In today’s global integration, many enterprises are developing their international markets. Marketing research is an efficient tool to help corporations better understand these markets and make effective strategies. However, global marketing research isn’t running on a flat road. There are charms – exploration in another culture and trying to find connections between the exotic tradition and your products; there are pains as well – application/implementation always requires trial and error and a great deal of patience on details. Karin Peterson, the global director of consumer research from Kimberly Clark, shared her experiences on global marketing research at one of our current topic classes.

Global research is an eye-opening experience. A lot of things are what you’ve never seen and you’ve never even thought about. Identifying the different influencers under different cultures is an indispensable part of global research. The difference sometimes isn’t that intuitionistic. Karin mentioned the toilet culture in a couple of Asian countries. Squat toilet is widely used in some Asian countries, though you may also find western-styled toilets in their public restrooms. In Japan, the western-styled toilet is equipped with some electronic buttons on one side of the toilet seat – these buttons are for bidet washing, seat washing, toilet flushing, etc. Toilet is just a small reflection of different local culture and belief, but you might already get shocked here. Given people across the world are so different, we, as marketing researchers, may not take it for granted before looking into local cultures. Focus on things we don’t know and not just confirm those we already believe.

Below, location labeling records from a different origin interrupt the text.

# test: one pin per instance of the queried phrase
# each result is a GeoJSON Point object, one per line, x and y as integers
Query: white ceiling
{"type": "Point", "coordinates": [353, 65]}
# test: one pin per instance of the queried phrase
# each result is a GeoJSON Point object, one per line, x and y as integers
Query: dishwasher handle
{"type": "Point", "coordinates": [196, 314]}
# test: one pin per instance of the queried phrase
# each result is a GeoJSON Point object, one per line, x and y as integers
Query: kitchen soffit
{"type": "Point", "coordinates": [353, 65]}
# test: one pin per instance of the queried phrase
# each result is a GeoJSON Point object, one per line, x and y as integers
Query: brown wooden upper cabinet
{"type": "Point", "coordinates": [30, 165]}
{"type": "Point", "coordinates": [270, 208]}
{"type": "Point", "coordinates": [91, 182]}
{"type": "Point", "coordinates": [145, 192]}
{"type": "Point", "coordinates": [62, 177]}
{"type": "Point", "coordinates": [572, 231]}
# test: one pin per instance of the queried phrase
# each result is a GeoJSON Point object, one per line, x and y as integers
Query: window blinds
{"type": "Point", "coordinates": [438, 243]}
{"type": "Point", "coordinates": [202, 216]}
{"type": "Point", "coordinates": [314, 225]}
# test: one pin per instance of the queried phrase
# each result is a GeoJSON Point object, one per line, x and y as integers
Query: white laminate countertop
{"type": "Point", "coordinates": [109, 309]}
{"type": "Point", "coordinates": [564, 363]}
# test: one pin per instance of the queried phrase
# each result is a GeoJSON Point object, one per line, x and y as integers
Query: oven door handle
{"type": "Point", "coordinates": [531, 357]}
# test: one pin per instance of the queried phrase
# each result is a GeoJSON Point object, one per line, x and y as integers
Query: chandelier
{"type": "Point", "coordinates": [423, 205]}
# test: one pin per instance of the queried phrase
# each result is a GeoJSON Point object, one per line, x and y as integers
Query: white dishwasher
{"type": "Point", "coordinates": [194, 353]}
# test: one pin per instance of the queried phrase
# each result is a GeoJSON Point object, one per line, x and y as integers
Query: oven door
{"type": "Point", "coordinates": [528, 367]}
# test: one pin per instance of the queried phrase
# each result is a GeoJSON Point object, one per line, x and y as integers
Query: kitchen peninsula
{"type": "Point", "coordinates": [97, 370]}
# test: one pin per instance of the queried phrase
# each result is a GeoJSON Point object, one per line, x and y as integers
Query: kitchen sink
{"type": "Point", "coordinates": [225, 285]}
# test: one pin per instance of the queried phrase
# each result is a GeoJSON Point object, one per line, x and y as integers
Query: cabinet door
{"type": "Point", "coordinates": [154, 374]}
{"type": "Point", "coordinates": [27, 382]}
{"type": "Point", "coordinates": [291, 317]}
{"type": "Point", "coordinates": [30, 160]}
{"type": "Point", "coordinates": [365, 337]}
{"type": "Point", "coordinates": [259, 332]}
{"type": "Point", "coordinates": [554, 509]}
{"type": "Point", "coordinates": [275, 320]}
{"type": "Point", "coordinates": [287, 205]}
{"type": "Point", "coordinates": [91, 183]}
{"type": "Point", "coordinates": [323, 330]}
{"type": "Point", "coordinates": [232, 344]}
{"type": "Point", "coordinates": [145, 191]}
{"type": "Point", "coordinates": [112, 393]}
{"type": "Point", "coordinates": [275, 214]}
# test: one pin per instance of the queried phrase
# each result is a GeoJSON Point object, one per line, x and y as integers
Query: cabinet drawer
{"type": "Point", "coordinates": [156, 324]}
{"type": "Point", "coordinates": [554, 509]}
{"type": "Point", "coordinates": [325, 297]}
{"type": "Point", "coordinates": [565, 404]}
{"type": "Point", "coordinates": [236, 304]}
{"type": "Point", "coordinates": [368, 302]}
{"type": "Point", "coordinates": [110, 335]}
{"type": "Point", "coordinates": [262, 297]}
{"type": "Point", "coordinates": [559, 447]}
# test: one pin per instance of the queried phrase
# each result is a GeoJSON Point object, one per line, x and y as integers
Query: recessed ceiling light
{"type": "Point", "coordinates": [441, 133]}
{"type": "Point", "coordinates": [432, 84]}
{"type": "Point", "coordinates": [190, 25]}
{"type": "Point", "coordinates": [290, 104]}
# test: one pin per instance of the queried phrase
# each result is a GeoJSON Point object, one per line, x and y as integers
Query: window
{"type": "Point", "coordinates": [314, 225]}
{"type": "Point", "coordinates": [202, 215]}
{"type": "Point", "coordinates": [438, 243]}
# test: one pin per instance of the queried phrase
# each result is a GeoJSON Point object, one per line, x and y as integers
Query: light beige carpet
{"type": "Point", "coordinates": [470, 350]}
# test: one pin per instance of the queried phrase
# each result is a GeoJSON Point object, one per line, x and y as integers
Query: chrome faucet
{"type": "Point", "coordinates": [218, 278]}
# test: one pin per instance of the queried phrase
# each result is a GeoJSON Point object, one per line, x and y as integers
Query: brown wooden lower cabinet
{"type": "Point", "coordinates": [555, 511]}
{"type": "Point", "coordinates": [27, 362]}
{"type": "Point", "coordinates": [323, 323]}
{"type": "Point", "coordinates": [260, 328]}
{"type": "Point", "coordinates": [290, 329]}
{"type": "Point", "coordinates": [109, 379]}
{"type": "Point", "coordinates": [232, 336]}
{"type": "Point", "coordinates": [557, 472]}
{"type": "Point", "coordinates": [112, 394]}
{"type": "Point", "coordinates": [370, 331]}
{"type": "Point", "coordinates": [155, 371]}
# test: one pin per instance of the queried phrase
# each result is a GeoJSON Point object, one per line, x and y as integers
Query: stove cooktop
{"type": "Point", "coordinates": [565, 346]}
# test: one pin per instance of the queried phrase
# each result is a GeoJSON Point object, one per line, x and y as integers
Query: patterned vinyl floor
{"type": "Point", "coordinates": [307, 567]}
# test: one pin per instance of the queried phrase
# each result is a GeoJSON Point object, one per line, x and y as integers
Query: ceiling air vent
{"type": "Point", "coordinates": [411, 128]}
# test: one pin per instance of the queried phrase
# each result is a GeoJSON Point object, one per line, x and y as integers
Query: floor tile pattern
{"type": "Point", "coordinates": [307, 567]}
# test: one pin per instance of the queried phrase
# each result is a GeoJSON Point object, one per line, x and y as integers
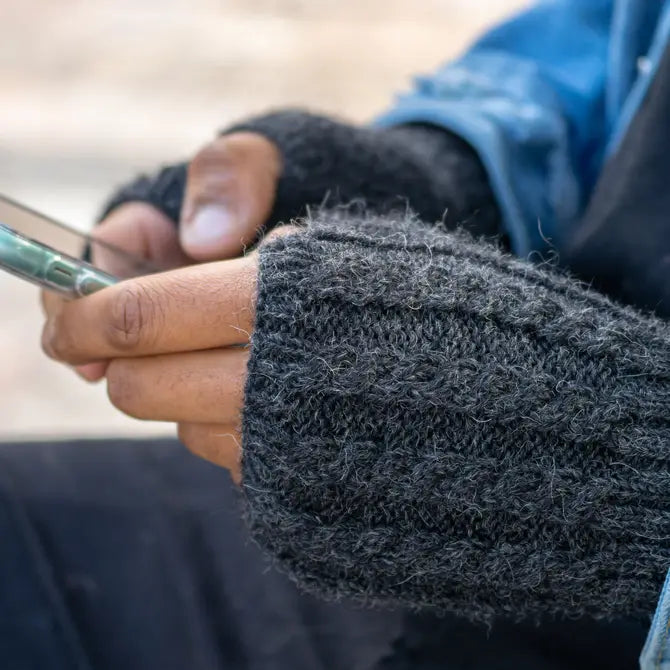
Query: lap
{"type": "Point", "coordinates": [132, 554]}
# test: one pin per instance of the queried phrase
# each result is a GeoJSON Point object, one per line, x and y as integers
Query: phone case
{"type": "Point", "coordinates": [49, 268]}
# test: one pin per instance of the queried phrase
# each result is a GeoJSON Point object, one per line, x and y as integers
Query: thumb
{"type": "Point", "coordinates": [230, 192]}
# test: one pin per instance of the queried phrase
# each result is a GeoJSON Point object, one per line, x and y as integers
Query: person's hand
{"type": "Point", "coordinates": [230, 192]}
{"type": "Point", "coordinates": [174, 346]}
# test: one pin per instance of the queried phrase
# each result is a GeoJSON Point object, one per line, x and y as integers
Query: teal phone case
{"type": "Point", "coordinates": [49, 268]}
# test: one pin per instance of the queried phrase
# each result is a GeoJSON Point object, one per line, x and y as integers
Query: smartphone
{"type": "Point", "coordinates": [50, 254]}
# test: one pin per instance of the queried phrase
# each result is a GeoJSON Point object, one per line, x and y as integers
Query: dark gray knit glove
{"type": "Point", "coordinates": [431, 171]}
{"type": "Point", "coordinates": [433, 423]}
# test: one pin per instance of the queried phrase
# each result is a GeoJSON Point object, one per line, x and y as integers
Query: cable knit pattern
{"type": "Point", "coordinates": [434, 423]}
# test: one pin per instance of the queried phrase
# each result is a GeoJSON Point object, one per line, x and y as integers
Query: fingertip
{"type": "Point", "coordinates": [212, 233]}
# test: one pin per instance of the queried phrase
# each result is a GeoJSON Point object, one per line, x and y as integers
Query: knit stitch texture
{"type": "Point", "coordinates": [433, 423]}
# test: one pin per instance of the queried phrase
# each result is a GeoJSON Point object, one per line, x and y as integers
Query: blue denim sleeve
{"type": "Point", "coordinates": [529, 96]}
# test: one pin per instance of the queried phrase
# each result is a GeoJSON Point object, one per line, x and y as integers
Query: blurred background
{"type": "Point", "coordinates": [93, 92]}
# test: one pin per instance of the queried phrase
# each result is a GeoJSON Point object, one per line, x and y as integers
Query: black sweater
{"type": "Point", "coordinates": [429, 421]}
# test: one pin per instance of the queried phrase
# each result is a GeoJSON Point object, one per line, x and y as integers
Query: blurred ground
{"type": "Point", "coordinates": [92, 92]}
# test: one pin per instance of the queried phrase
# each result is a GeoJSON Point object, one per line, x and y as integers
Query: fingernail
{"type": "Point", "coordinates": [211, 224]}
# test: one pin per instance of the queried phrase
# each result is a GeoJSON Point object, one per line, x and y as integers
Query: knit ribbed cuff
{"type": "Point", "coordinates": [431, 422]}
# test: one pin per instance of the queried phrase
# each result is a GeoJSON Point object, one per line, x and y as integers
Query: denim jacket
{"type": "Point", "coordinates": [545, 98]}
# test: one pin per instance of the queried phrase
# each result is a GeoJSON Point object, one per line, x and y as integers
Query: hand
{"type": "Point", "coordinates": [230, 192]}
{"type": "Point", "coordinates": [175, 346]}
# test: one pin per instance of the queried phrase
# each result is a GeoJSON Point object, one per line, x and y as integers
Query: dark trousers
{"type": "Point", "coordinates": [120, 555]}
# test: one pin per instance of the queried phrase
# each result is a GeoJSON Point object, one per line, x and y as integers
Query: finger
{"type": "Point", "coordinates": [218, 443]}
{"type": "Point", "coordinates": [230, 193]}
{"type": "Point", "coordinates": [193, 308]}
{"type": "Point", "coordinates": [52, 303]}
{"type": "Point", "coordinates": [143, 232]}
{"type": "Point", "coordinates": [202, 386]}
{"type": "Point", "coordinates": [92, 372]}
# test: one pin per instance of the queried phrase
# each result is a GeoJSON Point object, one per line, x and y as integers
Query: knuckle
{"type": "Point", "coordinates": [122, 388]}
{"type": "Point", "coordinates": [133, 318]}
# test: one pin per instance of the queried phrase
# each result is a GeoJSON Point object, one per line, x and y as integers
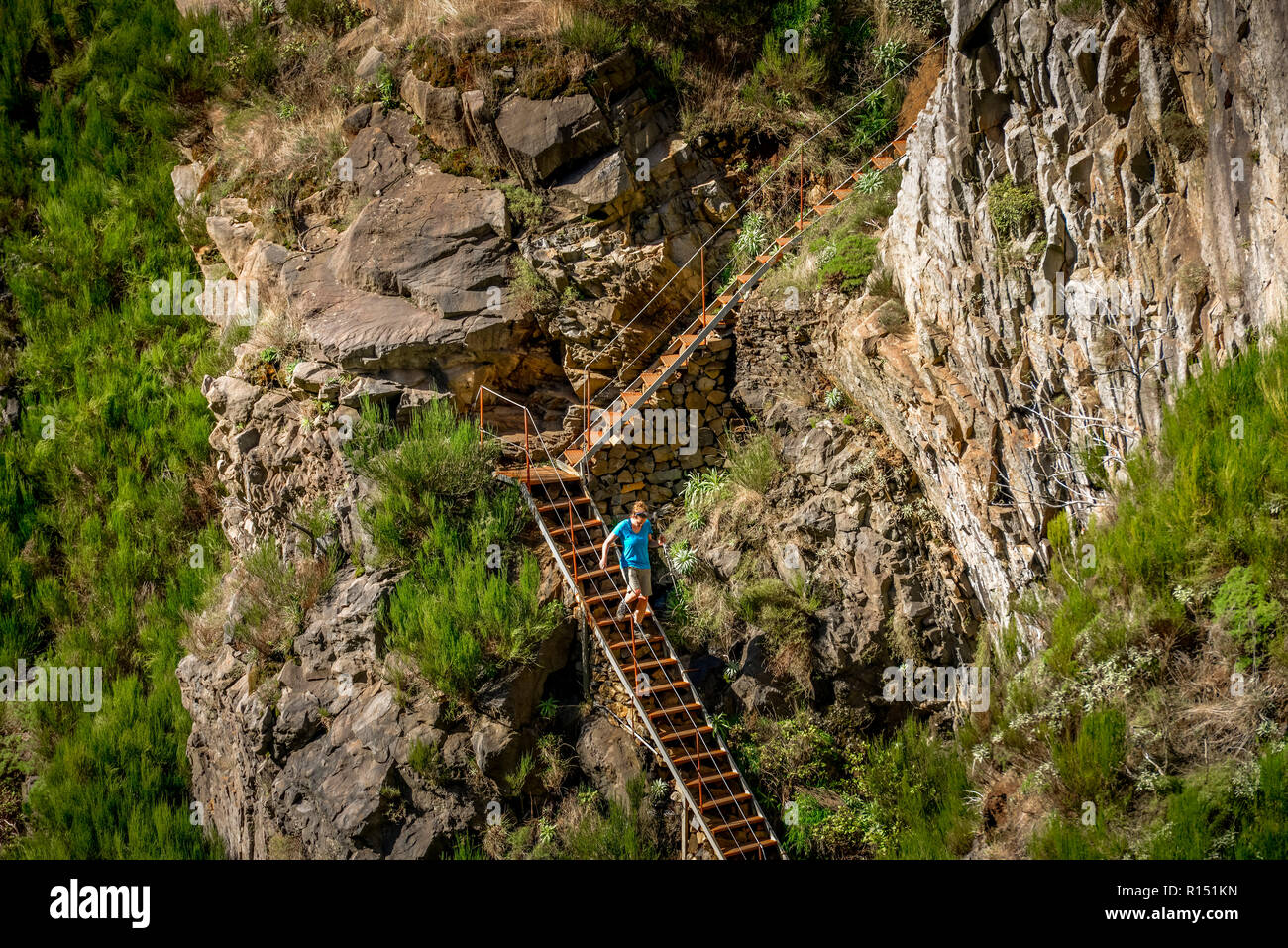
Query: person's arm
{"type": "Point", "coordinates": [603, 556]}
{"type": "Point", "coordinates": [657, 535]}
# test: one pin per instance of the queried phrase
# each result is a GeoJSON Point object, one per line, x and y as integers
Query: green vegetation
{"type": "Point", "coordinates": [1184, 136]}
{"type": "Point", "coordinates": [526, 207]}
{"type": "Point", "coordinates": [1141, 727]}
{"type": "Point", "coordinates": [529, 290]}
{"type": "Point", "coordinates": [853, 258]}
{"type": "Point", "coordinates": [98, 519]}
{"type": "Point", "coordinates": [621, 832]}
{"type": "Point", "coordinates": [469, 605]}
{"type": "Point", "coordinates": [841, 253]}
{"type": "Point", "coordinates": [1081, 9]}
{"type": "Point", "coordinates": [584, 827]}
{"type": "Point", "coordinates": [1014, 209]}
{"type": "Point", "coordinates": [786, 617]}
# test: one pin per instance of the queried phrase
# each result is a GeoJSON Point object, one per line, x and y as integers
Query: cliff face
{"type": "Point", "coordinates": [1149, 151]}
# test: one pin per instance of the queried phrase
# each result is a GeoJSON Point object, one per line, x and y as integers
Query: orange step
{"type": "Point", "coordinates": [640, 640]}
{"type": "Point", "coordinates": [686, 734]}
{"type": "Point", "coordinates": [733, 827]}
{"type": "Point", "coordinates": [677, 708]}
{"type": "Point", "coordinates": [561, 505]}
{"type": "Point", "coordinates": [721, 776]}
{"type": "Point", "coordinates": [725, 801]}
{"type": "Point", "coordinates": [703, 755]}
{"type": "Point", "coordinates": [748, 848]}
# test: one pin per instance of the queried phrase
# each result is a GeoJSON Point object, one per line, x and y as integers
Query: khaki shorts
{"type": "Point", "coordinates": [639, 579]}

Doing global research, you need to cooperate with people from different cultures. Culture difference sometimes results in distinct work style. You need to understand what your counterparts really mean through the words or poses. People in some countries may always respond with “H’m” (a way to express agreement/admit in eastern Asia) during meetings. However, they went back doing things in their own way. I don’t mean to judge it’s good or not. I believe every nation has its own trait, which is a heritage from their culture/society development and influence the behaviors of people in that community from generation to generation. Understanding the difference and finding a way to better work with that culture can us proceed more smoothly.

Global marketing research contains uncertainty, difference and even conflicts, but it is also an adventure full of novelties and discoveries.